Em relação a essa ponte, reportemo-nos ao Brigadeiro Cunha Matos, que visitou suas obras e delas disse:

"Às 4 horas da tarde fui com o Tenente-Comandante do destacamento ver a obra da ponte deste rio, para o que o segui pela margem esquerda, subindo e descendo pequenos morros por espaço de um quarto de légua, ou pouco mais, água arriba. Encontrei-me com o Coronel José Antônio Barbosa, diretor desta obra, o qual me pareceu mui ativo e diligente. A ponte é de madeira sobre grossos pilares de pedra lavrada; tem 5 vãos ou olhos, o mais largo dos quais é de 73 e meio palmos. O comprimento total da ponte é de 377 palmos e a sua largura 20. A estiva ou trilho da ponte passa de um a outro peitoril, o que é grande erro em tal obra porque quando se precisar conserto, ficará toda a parte intransitável e os viajantes serão obrigados a atravessar o rio no lugar que agora passam (...) Um cotovelo que faz o rio e o canal formado pelos penedos em que se levantou o grande pilar enganou certamente o mestre carpinteiro que delineou e dirigiu esta obra, debaixo da inspeção do sobredito Coronel. Depois de ter observado o trabalho desta nova ponte, passei por cima das madres dos pilares para a margem direita do rio, em que há montanhas elevadíssimas, e uma rocha talhada a pique, que talvez excede a 800 pés de altura perpendicular e caminhei encostado a esta rocha e vi brincando no rio alguns serobins (surubins) e um enorme jacaré ururau com o pescoço amarelo. Adiante ficam algumas casas, e finalmente às 6 horas da tarde cheguei ao lugar de embarque e passei para o Registro. A estrada que está se abrindo encurta 1 e meia léguas do caminho, e a ponte há de ser recoberta de telha." 

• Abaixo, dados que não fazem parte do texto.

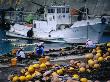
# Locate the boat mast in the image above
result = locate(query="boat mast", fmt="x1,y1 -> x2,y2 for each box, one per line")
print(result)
84,0 -> 88,20
84,0 -> 89,40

Pelo Registro de Paraibuna passou D. Pedro I, com toda sua comitiva, quando de sua célebre viagem a Minas no ano de 1822. Dois anos depois, já como Imperador de um Brasil independente, voltou ele ao local para inaugurar a ponte descrita por Cunha Matos, e sobre tais festividades o Diário do Governo, de 12 de maio de 1824, assim se expressou:

"No dia 2 de maio, depois do almoço, S.M. montou (na casa do Registro) e chegou à ponte do rio Paraibuna às 12 horas e um quarto, onde viu a magnífica Ponte, que se acabou de construir sobre o mencionado rio, a qual tem de comprimento 400 palmos, de largura 30 a 40, e formada sobre 5 pegões de pedra lavrada em forma triangular, coberta de uma madeira amarela, e guarnecida de outro lado de uma grade de madeira muito bem acabada; foi sobre esta Ponte, que S.M. jantou, e no jantar fez as seguintes saúdes - a S.M. a Imperatriz - à Eterna Independência do Brasil - e à desejada união das Províncias; tendo jantado montou a cavalo, e chegou ao Registro de Matias Barbosa, às 6 horas e um quarto, onde pernoitou (...) "

Paraibuna hoje marca a divisa dos estados do Rio de Janeiro e de Minas Gerais. No lado mineiro, após a ponte sobre o rio, à direita de quem vai para Belo Horizonte, divisa-se o local onde se erguia o casarão que servia como Registro Geral do Caminho Novo. Um dos seus diretores foi o avô materno do Duque de Caxias, na época em que ali nasceu D. Maria Cândida de Oliveira Belo, em 27 de abril de 1782, mãe do Patrono do Exército Brasileiro, após seu casamento com Francisco de Lima e Silva.